Um, I believe he was justified.
Like this?
[ame]http://www.youtube.com/watch?v=zP7e5NQgwXw[/ame]
Um, I believe he was justified.
Thread title is misleading....like something the media would write.
A decent person would tend to the injured kid.
Beating the person who injured her in an accident is a showing of true character, not a "lapse". Shame the POS has more kids.............bet the apples fell right at the trunk.
Cop should have been driving a tank and taken the whole dam fam out.
People make mistakes, accidents happen....sometimes terrible ones.
Being a thug isn't an accident.
How long did you need the title to be? Its room enough for a title not a summarization. Perhaps you'd prefer someone read it to you and highlight the good parts?
Gonna leave a mess on your monitor.
This is the impression I got out of the title when I first read it.Hmmm let's see....did the officer strike the girl? Nope. Your title is misleading and an eye catcher just like the media uses.
I just love the statement from the sister "He was a good person," she said. "I know for sure he wasn't out to harm the man. My brother would never harm anybody."
You're saying that a guy doesn't deserve a beat down if his recklessness resulted in the injury of a small child? What if this person frequently blew down that road on his bike to the raised fists of the people who lived there (whose children are evidently supposed no never play in the street ... like 99% of us here remember doing), and then eventually this happens? Ok, that's just a hypothetical. But no reason to beat a guy?? We'll have to see about that!
Look. I don't know what happened. But someone died here. This cannot be brushed under the rug.
That's it put your own spin on things to justify the beating. This was an accident and a tragic one. The cop was NOT raising he!! terrorizing the neighborhood. He was on his way home when an unsupervised child darted into the road.
I have been riding motorcycles longer than many of the people here have been alive. I have been a young and cocky inexperienced rider. in the more than 40 years since then I have become a mature careful and conservative rider. On the way I have been every kind of rider in between. I have been in almost every circumstance possible and done so at very many different skill/experience levels along the way. Those are my qualifications, now here is my (expert? maybe...) opinion..... A motorcycle will stop in a shorter distance on it's side than it will on its wheels. Been there, done that. The surface area presented while on it's side is greater and the grinding of aluminum and steel on pavement scrubs off more energy than burning four inches of rubber.
That's what I think. I think it because of my experiences as a reckless young scooter bum and as a responsible careful rider. People who have never been in a pinch don't know ANYTHING about being in a pinch. Those of you who never had to lay a bike down on purpose should consider themselves lucky up to this point. Luck however does not translate to expertise on the art of wrecking a bike. Ride long enough and you will experience a pinch. it could be one of your own making or it could simply run out in front of you
I've also been riding a Long time. About 33 years actually. And also been in a "pinch"or two!

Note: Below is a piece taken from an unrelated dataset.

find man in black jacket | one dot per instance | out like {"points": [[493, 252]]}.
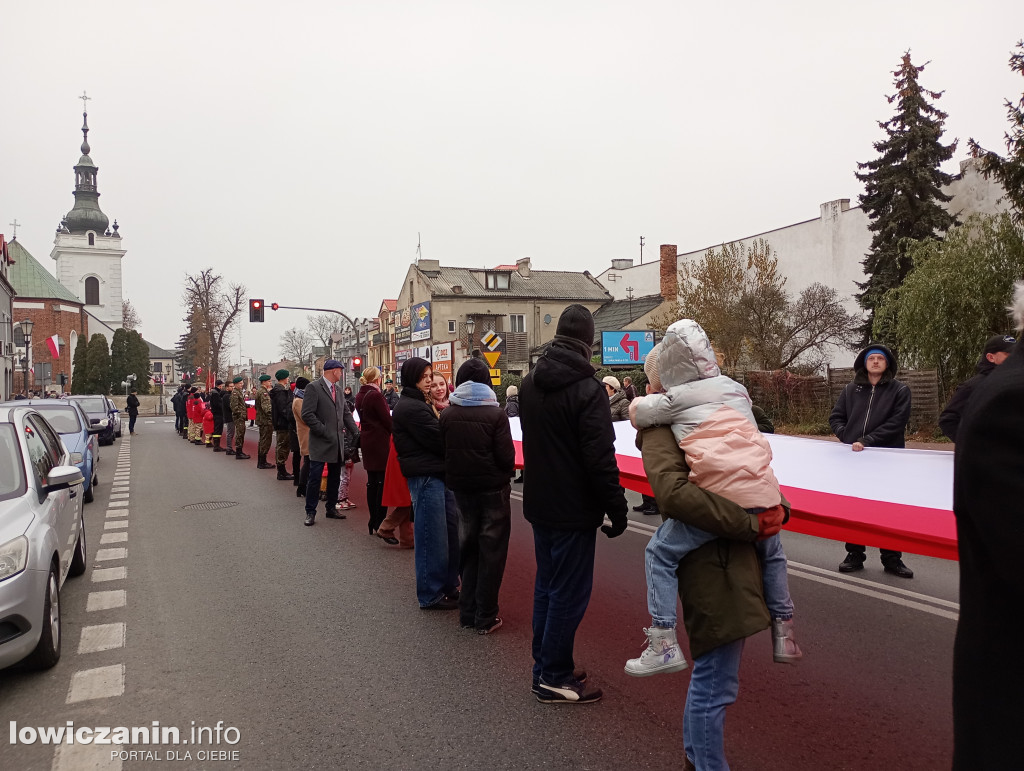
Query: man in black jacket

I mean no disrespect, but I have to say that "laying it down" is a bull s**t excuse AFTER a wreck!
There's NO WAY that intentionally laying a bike down, and sliding down the road, metal and plastic sliding across pavement, could ever slow you faster than properly applying your brakes and maneuvering/counter steering. Rubber on asphalt and brake pads on brake rotors beats metal and plastic on asphalt every time!
In all your years of riding, have you never had to take quick actions to avoid something in the road, something crossing the road, someone slamming on their brakes in front of you, a flat tire, or any other emergency maneuver? Did you "lay your bike down" to avoid the collision? Where did you learn this maneuver?
I've never heard of "laying it down" as a respected method of crash avoidance! I'm willing to accept it if you can show me ANY motorcycle safety course in the country that teaches "The Art of Laying It Down"!
I'll repeat, I mean NO disrespect, I just cannot accept this rediculous MYTH as a way to avoid a wreck.